28 maja Trybunał Konstytucyjny orzekł, że nowela sejmowa do ustawy lustracyjnej z września 2002 r. o wyłączeniu z lustracji b. współpracowników wywiadu, kontrwywiadu i służb granicznych
PRL jest sprzeczna z konstytucją. Wstrzymane wskutek tej noweli postępowania (ok. 33 proc. spraw wnioskowanych przez Rzecznika Interesu Publicznego) ruszają zatem ponownie, a w tym sprawy Józefa
Oleksego i Jerzego Jaskierni!
Tak się dziwnie złożyło, że na kilka dni przed datą orzeczenia Trybunału rozpętała się burza wokół prof. Jana Strelaua, bowiem w Monitorze Polskim ukazało się jego nazwisko jako tajnego współpracownika.

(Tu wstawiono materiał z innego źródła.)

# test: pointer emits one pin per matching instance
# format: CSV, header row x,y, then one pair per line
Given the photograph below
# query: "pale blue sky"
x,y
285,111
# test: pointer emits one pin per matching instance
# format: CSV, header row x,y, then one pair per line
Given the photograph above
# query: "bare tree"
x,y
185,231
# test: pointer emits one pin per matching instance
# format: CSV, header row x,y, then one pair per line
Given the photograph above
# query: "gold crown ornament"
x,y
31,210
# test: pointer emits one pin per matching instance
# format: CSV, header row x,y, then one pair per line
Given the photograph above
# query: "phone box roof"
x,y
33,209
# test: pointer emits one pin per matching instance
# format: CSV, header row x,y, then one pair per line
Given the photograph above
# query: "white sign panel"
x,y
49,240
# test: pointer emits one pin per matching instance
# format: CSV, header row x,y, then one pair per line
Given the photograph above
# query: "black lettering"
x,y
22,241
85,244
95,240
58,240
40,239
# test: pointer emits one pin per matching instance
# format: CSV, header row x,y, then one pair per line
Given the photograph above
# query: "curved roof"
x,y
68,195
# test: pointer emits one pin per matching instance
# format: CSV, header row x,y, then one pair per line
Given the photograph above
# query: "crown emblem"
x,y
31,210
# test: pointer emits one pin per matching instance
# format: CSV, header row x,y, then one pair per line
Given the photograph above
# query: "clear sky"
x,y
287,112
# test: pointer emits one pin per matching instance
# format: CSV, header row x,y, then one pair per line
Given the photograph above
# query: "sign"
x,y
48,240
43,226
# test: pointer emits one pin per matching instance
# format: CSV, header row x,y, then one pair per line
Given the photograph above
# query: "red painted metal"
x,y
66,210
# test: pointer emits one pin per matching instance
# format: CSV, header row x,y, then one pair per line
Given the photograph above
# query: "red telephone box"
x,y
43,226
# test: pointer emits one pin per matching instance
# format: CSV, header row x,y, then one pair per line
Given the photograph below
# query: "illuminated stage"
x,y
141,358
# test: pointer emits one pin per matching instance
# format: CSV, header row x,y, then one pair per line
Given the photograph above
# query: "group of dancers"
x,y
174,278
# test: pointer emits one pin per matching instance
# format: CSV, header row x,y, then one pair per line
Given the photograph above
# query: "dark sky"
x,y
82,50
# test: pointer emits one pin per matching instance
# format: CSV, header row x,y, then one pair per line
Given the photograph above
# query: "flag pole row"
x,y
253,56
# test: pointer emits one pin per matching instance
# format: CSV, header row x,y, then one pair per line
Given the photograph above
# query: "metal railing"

Stało się tak zgodnie z przepisami ustawy: profesor, kandydując na funkcję wiceprezesa PAN, złożył oświadczenie lustracyjne, w którym przyznał się do tajnej współpracy. Składając je, wiedział
oczywiście, że jego nazwisko znajdzie się w Monitorze, przecież treść ustawy jest ogólnie znana! Teraz jednak został przez kogoś skłoniony (?) do złożenia dymisji, zatem zwołano Zgromadzenie Ogólne
PAN, zmontowano listy protestacyjne i w atmosferze uniesienia dużą większością głosów dymisji Strelaua nie przyjęto. W wydanym oświadczeniu przypomniano, że profesor został zwerbowany jako 17-latek
pod wpływem terroru, że potem współpracę z SB zerwał, za co wystawiono mu "wilczy bilet", a nawet przesiedział kilka miesięcy w więzieniu. Jest cenionym uczonym w kraju i za
granicą i teraz, w III RP, spotkała go oto straszna krzywda - z winy ustawy lustracyjnej, która "jest wysoce ułomna i wymaga jak najszybszej nowelizacji...".
Różne tragedie przeżywali młodzi Polacy za Polski Ludowej. Wielu z nich za swój opór zapłaciło torturami i życiem. Los obszedł się z Janem Strelauem łagodniej: w PRL
zrobił karierę naukową i powodziło mu się nieźle. Skąd więc dziś taka wrzawa wokół jego lustracji?
Myślę, że tą drogą próbowano wywrzeć presję na Trybunał, ale się nie udało. Eppur si muove!